#THATcamp report part 1: Roy Rosenzweig Forum on Technology and Humanities

Hi folks,

I’m back from a busy four days at THATCamp CHNM (aka THATCamp Prime). I’ll start by discussing the fascinating presentation by Pamela Wright, Chief Digital Access Strategist at the National Archives and Records Administration about the Citizen Archivist Dashboard, online projects created with the recently-released 1940 census data, and other exciting digital projects from “our nation’s attic.” I thought Sharon Leon‘s choice to use an interview format was excellent and made for a much more dynamic and engaging forum than a straight-up presentation. The Citizen Archivist Dashboard grew out of the Open Government Platform initiated by President Obama. The goal of Citizen Archivist is to make NARA’s documents more accessible while also serving as a forum for engaging the public in the intellectual work that makes accessibility happen. Pam realized that simply opening the archive’s data to the public without any guidelines would be like dumping out a load of raw cake batter: it might be yummy for the most dedicated enthusiasts (e.g. “Lincoln Lady”) but most people would like to have a “cupcake” — i.e. a specific task or subject on which to work (e.g. the Titanic is the featured “cupcake” right now).

So far, Citizen Archivist has been wildly popular: within two weeks of going live, the archive received 1,000 page transcriptions (by contrast it took Sharon several years to reach the same number of transcribed pages for the Papers of the War Department). The 1940 census received 20 million hits the morning it went live.  Pam hoped that one of the hackers at THATCamp or elsewhere would design a “pocket archivist” app that would allow users to upload images while they are doing research at NARA. She also asked for suggestions for other topics and projects to add to the initiative.

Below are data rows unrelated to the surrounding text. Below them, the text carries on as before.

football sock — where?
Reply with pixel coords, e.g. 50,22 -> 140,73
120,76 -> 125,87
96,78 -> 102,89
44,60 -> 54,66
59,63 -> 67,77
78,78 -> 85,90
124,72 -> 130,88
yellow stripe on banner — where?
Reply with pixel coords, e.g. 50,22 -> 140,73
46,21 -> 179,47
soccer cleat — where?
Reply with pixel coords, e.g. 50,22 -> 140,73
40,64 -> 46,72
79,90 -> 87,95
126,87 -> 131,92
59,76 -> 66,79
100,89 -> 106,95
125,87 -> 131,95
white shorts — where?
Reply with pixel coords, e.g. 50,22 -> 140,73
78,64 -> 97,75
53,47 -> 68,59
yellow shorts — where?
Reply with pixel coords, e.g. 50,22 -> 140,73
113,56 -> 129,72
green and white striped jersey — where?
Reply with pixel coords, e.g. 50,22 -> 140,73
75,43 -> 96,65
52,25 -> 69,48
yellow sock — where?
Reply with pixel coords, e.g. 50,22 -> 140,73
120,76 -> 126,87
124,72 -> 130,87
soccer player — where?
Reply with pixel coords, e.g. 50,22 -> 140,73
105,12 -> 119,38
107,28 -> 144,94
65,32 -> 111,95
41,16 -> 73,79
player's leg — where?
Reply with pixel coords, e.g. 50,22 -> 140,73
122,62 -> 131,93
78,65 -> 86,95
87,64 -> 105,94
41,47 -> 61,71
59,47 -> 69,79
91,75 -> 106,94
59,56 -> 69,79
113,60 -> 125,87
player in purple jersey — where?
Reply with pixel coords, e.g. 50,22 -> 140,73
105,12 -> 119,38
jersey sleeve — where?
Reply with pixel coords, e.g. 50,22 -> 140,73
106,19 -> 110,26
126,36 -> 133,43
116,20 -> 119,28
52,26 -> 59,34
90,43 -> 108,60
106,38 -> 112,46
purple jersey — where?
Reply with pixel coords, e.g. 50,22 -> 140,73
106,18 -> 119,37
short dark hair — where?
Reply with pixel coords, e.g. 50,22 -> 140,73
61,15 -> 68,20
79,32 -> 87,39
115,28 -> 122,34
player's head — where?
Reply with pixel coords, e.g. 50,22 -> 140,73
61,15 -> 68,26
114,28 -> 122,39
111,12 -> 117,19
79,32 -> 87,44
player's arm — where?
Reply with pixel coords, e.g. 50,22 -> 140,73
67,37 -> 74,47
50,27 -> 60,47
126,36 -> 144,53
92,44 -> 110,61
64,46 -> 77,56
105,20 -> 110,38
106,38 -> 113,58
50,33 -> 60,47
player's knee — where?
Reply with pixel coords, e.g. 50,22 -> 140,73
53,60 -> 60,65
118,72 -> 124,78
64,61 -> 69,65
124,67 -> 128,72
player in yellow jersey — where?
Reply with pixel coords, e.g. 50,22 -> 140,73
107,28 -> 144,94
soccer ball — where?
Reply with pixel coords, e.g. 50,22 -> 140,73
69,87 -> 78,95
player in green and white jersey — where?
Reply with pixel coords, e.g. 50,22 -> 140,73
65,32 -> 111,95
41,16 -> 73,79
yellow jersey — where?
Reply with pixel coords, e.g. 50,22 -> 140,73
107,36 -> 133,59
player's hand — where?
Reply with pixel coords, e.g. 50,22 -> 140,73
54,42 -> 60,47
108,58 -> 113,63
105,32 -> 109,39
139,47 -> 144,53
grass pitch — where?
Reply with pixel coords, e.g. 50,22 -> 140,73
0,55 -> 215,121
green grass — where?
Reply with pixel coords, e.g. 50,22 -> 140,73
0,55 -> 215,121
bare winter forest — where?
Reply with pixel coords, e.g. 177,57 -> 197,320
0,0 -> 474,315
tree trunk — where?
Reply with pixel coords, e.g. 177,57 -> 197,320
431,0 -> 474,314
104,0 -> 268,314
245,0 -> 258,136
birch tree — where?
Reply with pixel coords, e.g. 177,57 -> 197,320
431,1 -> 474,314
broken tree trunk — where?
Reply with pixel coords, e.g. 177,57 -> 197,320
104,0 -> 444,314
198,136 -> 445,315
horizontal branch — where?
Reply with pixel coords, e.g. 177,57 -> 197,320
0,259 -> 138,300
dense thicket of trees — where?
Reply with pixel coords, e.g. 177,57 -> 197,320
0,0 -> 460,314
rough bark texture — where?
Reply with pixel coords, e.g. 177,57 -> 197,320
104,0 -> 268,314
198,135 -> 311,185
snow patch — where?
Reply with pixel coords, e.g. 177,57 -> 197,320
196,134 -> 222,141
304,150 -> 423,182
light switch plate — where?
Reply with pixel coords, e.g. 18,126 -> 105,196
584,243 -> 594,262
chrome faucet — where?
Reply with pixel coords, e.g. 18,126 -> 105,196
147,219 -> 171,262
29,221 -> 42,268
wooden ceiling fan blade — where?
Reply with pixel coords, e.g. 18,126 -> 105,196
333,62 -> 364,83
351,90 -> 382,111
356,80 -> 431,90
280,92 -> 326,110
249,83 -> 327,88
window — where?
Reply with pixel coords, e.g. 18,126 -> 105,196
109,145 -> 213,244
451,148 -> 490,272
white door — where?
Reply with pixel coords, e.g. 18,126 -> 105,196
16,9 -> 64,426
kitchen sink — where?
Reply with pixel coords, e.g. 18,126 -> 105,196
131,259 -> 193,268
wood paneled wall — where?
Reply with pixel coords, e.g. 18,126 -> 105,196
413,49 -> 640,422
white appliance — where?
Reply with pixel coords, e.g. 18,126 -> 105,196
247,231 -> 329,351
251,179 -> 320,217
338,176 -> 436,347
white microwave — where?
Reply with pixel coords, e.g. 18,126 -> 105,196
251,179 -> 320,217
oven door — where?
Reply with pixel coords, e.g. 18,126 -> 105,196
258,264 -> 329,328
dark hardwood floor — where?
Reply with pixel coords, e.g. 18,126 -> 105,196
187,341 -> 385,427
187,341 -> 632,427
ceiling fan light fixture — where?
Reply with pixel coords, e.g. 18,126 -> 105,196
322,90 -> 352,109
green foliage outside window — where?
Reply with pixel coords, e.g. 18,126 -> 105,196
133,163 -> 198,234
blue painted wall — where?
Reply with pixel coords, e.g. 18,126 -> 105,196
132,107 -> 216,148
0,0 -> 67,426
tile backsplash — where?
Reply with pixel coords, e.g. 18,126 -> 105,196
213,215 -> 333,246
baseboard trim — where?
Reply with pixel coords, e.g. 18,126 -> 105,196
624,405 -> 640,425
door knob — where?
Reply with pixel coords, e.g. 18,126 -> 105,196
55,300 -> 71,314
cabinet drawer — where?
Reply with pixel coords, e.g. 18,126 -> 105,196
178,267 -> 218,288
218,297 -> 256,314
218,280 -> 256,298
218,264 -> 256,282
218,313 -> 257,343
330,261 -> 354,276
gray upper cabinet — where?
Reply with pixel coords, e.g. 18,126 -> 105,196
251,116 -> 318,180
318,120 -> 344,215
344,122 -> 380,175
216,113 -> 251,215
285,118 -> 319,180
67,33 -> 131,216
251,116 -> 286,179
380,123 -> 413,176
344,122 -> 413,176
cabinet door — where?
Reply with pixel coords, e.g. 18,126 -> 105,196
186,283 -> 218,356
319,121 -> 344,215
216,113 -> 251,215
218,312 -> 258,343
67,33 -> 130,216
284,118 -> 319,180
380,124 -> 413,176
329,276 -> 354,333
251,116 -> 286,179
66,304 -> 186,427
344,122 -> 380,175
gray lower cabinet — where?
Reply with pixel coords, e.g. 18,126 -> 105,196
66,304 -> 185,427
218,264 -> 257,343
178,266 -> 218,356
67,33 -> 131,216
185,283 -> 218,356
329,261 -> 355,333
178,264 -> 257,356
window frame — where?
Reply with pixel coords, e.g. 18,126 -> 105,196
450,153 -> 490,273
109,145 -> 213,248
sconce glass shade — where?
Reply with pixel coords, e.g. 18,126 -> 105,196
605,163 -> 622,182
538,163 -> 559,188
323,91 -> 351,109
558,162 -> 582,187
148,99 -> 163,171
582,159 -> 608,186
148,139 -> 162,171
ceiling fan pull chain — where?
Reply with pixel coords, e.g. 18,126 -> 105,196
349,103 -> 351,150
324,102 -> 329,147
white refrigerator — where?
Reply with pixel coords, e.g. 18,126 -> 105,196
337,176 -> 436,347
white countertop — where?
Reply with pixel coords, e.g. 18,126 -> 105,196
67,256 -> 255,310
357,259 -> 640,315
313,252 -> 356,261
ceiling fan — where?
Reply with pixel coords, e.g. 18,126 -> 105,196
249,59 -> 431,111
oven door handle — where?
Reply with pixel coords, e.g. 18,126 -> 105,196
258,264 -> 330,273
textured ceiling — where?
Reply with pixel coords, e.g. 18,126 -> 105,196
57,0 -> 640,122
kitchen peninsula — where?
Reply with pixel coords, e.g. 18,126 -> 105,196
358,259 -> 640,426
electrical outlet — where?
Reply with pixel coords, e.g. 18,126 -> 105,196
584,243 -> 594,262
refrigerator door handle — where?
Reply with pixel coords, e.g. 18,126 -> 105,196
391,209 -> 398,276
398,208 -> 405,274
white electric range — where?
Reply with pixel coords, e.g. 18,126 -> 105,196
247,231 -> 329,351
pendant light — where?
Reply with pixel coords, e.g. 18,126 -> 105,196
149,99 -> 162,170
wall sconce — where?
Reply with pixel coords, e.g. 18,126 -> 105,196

Another way that NARA engaged the public was in the redesign of its website. They received 4 choices from the designer and then let the public vote on which one they liked best. Voters overwhelmingly chose the simplest design (which many at NARA found too minimalist). This is something to keep in mind as my colleagues and I set out to redesign our department website.  Perhaps we should survey our students to see what they want from a website?